The applicants were all employed by the respondent on contracts without limit of time as defined in section 12 of the Labour Act. On 10th and 11th June 2015, the respondent wrote to each applicant giving notice of termination of their current contracts and offering new performance-based contracts. The respondent cited macro-economic challenges, poor company performance, and below-cost sales figures as reasons, stating it needed to align remuneration with productivity. The applicants were given three months' notice to terminate their existing contracts and offered new contracts where remuneration would be based on performance. The applicants rejected the offers, viewing them as an unlawful attempt to circumvent retrenchment regulations. Through their legal practitioners, the applicants argued that the respondent was obliged to comply with section 12C of the Labour Act as more than 5 employees were being terminated. The respondent later alleged that the applicants had repudiated their contracts by failing to report for work.
1. The termination or variation of the applicants' contracts of employment by the respondent was declared unlawful. 2. The respondent was ordered to reinstate the applicants to their employment without loss of salary and benefits. 3. In the event that reinstatement is no longer an option, the respondent was ordered to pay the applicants damages to be determined by an arbitrator appointed by a Senior Labour Officer. 4. The respondent was ordered to pay the costs of suit.
The binding legal principle established is that an employer cannot lawfully circumvent retrenchment regulations by terminating multiple employees' contracts on notice and offering new contracts with different terms, where the true purpose and effect of such action is retrenchment as defined in the Labour Act. When an employer terminates employment contracts en masse citing economic viability, cost reduction, or reorganization as reasons, this constitutes retrenchment regardless of the label attached to it, and the applicable retrenchment regulations must be complied with.

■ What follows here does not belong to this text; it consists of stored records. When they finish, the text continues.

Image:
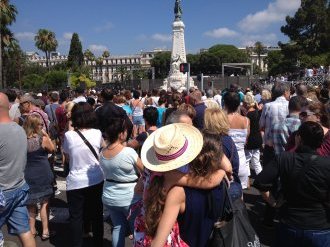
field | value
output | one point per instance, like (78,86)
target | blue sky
(128,26)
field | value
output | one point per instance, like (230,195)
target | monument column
(176,79)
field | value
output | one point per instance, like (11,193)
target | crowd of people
(151,159)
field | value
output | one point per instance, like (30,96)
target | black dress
(254,140)
(38,174)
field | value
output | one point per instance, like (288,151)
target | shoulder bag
(233,228)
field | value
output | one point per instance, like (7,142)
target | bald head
(4,102)
(4,108)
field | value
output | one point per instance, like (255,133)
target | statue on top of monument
(177,10)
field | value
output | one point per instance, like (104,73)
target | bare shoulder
(176,194)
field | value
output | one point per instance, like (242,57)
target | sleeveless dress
(38,174)
(202,209)
(140,238)
(239,137)
(137,114)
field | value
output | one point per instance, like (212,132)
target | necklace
(112,147)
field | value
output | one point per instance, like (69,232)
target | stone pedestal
(176,79)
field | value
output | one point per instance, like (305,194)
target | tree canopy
(45,40)
(76,56)
(8,14)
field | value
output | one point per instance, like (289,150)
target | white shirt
(79,99)
(218,99)
(85,170)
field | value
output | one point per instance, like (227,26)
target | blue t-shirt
(198,121)
(161,111)
(120,168)
(128,110)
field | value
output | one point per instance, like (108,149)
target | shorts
(15,213)
(138,120)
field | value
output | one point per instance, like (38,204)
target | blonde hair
(211,104)
(31,125)
(187,109)
(249,100)
(266,95)
(68,109)
(216,121)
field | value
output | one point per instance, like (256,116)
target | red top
(324,150)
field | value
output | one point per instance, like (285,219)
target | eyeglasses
(22,103)
(306,114)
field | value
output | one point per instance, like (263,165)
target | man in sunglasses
(283,130)
(28,106)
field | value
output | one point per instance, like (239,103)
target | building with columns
(254,56)
(105,69)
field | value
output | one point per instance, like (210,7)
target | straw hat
(171,147)
(249,99)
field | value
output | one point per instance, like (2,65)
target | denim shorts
(235,190)
(287,236)
(15,213)
(138,120)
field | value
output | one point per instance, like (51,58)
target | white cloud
(275,12)
(222,32)
(25,36)
(107,26)
(67,36)
(268,39)
(98,48)
(162,37)
(142,37)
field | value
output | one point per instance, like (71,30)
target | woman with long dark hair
(121,166)
(38,174)
(85,180)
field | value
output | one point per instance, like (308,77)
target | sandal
(35,234)
(45,237)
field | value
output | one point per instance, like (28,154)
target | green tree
(45,41)
(259,49)
(15,62)
(161,62)
(278,64)
(122,73)
(106,54)
(33,81)
(56,79)
(308,30)
(76,56)
(89,55)
(8,14)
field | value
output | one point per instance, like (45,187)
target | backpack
(53,126)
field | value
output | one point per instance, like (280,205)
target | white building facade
(105,69)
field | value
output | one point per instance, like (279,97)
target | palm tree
(46,42)
(89,55)
(122,72)
(259,49)
(7,17)
(106,54)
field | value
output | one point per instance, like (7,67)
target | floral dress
(140,238)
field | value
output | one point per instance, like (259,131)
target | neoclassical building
(254,56)
(105,69)
(55,58)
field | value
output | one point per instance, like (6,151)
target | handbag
(2,200)
(233,228)
(88,144)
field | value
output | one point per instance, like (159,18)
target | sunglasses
(22,103)
(306,114)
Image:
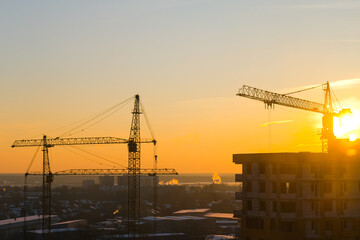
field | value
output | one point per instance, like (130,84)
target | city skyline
(65,61)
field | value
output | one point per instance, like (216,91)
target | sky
(63,61)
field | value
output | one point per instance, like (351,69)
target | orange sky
(62,62)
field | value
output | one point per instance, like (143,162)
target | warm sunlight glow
(352,137)
(171,182)
(216,178)
(346,124)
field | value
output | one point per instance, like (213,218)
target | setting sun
(347,124)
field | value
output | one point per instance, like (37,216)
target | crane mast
(133,171)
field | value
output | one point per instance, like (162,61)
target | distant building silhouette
(300,195)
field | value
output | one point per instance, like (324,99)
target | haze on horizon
(64,61)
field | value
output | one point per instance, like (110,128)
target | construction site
(301,195)
(180,120)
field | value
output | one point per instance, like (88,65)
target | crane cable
(116,107)
(32,161)
(147,121)
(98,156)
(92,160)
(302,90)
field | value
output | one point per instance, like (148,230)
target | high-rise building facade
(300,195)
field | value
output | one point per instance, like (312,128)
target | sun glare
(345,125)
(352,137)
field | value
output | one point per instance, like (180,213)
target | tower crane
(133,171)
(327,108)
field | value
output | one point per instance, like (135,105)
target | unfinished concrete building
(300,195)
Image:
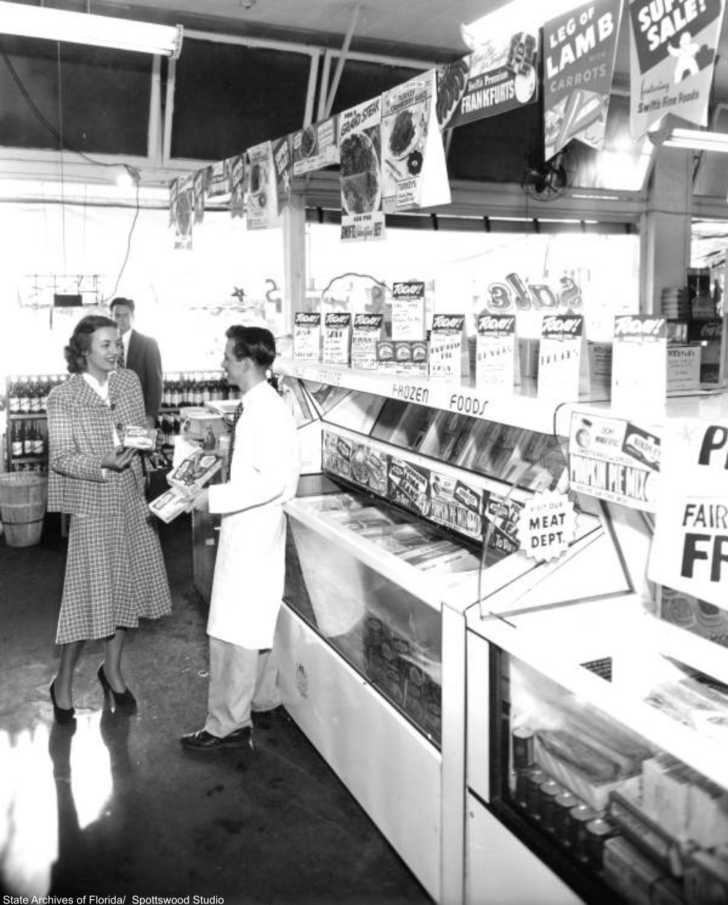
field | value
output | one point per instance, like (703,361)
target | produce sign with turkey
(362,216)
(500,75)
(414,172)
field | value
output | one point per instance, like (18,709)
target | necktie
(236,418)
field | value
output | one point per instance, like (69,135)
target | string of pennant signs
(390,151)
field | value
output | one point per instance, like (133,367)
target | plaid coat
(115,572)
(80,435)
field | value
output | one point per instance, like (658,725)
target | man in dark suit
(140,354)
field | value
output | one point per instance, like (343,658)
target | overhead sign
(673,51)
(579,53)
(690,548)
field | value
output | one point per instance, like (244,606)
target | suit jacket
(80,434)
(143,357)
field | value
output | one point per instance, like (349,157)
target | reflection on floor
(110,805)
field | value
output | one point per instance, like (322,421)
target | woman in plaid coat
(115,573)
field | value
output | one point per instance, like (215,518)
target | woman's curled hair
(79,345)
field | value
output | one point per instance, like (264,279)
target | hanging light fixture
(85,28)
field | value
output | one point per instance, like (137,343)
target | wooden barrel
(22,507)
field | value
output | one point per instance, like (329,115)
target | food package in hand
(135,437)
(194,471)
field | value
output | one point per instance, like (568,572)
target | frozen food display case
(596,760)
(421,524)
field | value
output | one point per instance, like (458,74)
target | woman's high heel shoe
(62,715)
(124,700)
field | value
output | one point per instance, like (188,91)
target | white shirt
(102,389)
(125,337)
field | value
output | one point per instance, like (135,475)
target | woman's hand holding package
(118,460)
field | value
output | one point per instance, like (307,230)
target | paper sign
(690,548)
(546,526)
(579,52)
(307,336)
(337,338)
(414,172)
(614,459)
(362,216)
(366,333)
(262,194)
(448,350)
(315,147)
(495,357)
(408,310)
(639,363)
(561,356)
(501,75)
(672,57)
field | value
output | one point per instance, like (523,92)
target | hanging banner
(315,147)
(235,167)
(283,162)
(362,216)
(261,205)
(672,56)
(414,172)
(501,75)
(579,53)
(690,548)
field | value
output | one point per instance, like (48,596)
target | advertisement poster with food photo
(501,75)
(614,459)
(414,172)
(315,147)
(362,216)
(689,550)
(672,57)
(262,195)
(283,163)
(579,53)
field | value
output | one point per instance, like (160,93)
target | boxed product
(366,333)
(408,310)
(712,336)
(135,437)
(495,357)
(337,338)
(683,368)
(449,355)
(195,471)
(307,336)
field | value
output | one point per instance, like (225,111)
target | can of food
(597,833)
(534,778)
(548,792)
(522,740)
(563,803)
(579,816)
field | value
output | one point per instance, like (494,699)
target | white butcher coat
(249,571)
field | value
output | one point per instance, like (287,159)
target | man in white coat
(249,571)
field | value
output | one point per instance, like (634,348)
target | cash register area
(114,807)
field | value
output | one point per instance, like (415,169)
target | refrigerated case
(381,572)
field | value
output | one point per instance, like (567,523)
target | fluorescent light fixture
(697,140)
(85,28)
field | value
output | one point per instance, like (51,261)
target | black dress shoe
(62,715)
(124,701)
(206,741)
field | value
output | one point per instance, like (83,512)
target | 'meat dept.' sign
(690,548)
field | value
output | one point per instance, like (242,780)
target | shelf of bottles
(27,434)
(188,390)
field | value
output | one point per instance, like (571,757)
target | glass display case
(613,776)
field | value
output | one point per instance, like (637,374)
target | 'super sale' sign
(690,547)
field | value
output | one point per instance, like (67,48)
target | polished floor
(114,807)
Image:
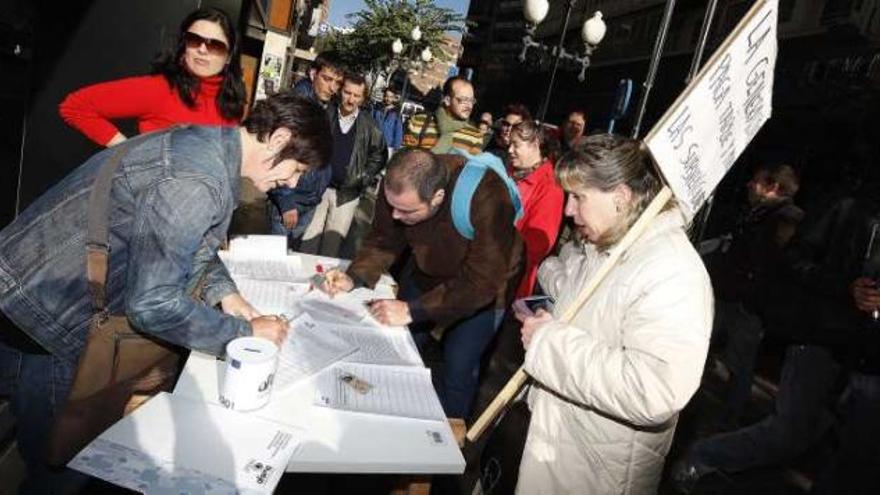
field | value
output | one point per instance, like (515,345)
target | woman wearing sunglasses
(199,83)
(542,197)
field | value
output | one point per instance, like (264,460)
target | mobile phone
(530,305)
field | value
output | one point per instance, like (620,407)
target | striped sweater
(468,138)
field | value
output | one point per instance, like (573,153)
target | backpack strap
(466,185)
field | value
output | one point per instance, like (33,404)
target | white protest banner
(272,64)
(694,143)
(697,140)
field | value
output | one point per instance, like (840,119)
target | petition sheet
(307,350)
(173,444)
(377,345)
(271,297)
(278,269)
(404,391)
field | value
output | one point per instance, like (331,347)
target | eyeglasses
(214,47)
(464,100)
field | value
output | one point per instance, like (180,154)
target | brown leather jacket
(457,277)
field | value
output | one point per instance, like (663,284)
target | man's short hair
(783,175)
(417,169)
(311,141)
(581,111)
(330,60)
(354,78)
(517,109)
(450,83)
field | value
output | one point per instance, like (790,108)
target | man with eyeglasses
(448,127)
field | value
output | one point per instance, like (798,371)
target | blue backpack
(466,184)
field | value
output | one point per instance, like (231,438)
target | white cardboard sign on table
(697,140)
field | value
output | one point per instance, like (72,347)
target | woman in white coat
(609,384)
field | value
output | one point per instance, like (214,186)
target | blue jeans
(802,416)
(854,469)
(276,224)
(37,385)
(744,333)
(463,346)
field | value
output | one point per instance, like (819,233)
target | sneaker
(686,473)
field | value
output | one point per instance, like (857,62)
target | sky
(339,8)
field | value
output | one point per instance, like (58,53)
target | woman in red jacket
(199,83)
(542,198)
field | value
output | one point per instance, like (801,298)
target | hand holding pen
(391,312)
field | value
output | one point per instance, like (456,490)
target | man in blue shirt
(388,119)
(290,209)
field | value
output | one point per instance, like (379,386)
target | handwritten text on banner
(697,140)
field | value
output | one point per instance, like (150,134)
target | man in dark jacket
(359,155)
(290,209)
(460,285)
(834,264)
(742,275)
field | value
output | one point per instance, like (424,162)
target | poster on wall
(272,64)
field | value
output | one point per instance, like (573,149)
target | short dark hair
(418,169)
(447,86)
(230,100)
(311,142)
(517,109)
(581,111)
(783,176)
(329,60)
(355,78)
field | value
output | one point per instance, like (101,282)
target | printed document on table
(346,309)
(271,297)
(261,246)
(377,345)
(307,350)
(404,391)
(173,444)
(278,269)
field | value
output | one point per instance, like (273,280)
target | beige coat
(611,384)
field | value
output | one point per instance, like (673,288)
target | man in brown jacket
(458,284)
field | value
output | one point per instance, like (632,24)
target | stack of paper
(173,444)
(259,246)
(308,350)
(404,391)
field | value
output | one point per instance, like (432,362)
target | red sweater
(543,202)
(149,99)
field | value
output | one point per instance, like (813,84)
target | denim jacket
(171,203)
(391,125)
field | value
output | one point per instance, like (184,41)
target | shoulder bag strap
(98,235)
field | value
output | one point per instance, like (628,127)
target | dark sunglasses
(215,47)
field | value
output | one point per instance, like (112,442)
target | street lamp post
(592,33)
(411,62)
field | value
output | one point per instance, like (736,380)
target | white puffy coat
(610,385)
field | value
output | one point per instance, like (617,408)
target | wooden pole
(499,403)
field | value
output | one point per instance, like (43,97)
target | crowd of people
(472,215)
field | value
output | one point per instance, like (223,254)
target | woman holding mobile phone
(611,382)
(199,82)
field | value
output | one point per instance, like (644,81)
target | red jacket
(543,202)
(149,99)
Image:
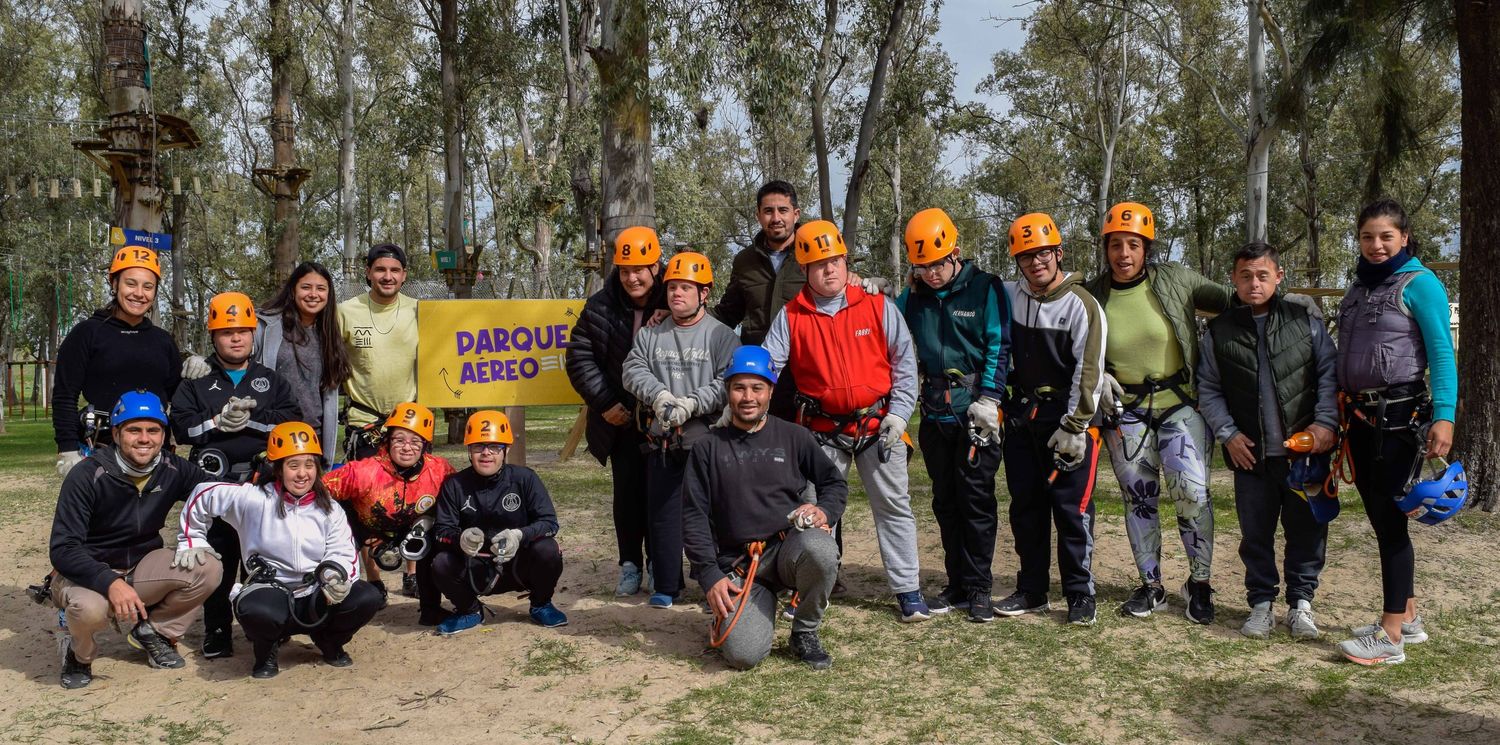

The court affirmed the principle from Mutare Board Paper Mills (Pvt) Ltd v Kodzanai that even though an employer may have the right to resort to termination on notice, if the object and effect of such action is to retrench, then the applicable regulations must be complied with.
The court made observations regarding the requirements for a declaratory order under section 14 of the High Court Act, noting that the applicant must be an 'interested person' with a direct and substantial interest in the subject matter that could be prejudicially affected by the judgment. The court also commented on the nature of the 'new' contracts being separate from the 'old' contracts, noting that if continuous employment had been intended, employees would not have been required to serve notice. The court observed that the respondent's letters alleging repudiation were opportunistic, having been written after the legal proceedings had already commenced.
This case is significant in Zimbabwean labour law jurisprudence as it reinforces the principle that employers cannot circumvent retrenchment regulations by disguising retrenchment as contract termination and renewal. It confirms that where the object and effect of mass termination is to reduce costs or reorganize the workforce due to economic challenges, the statutory retrenchment procedures must be followed regardless of how the employer characterizes the action. The case protects employees from employers attempting to avoid their obligations under retrenchment regulations by offering new contracts with less favorable terms. It upholds the protective provisions of the Labour Act and ensures that employers cannot use the contractual right to terminate on notice as a means to bypass mandatory retrenchment procedures when terminating multiple employees for economic reasons.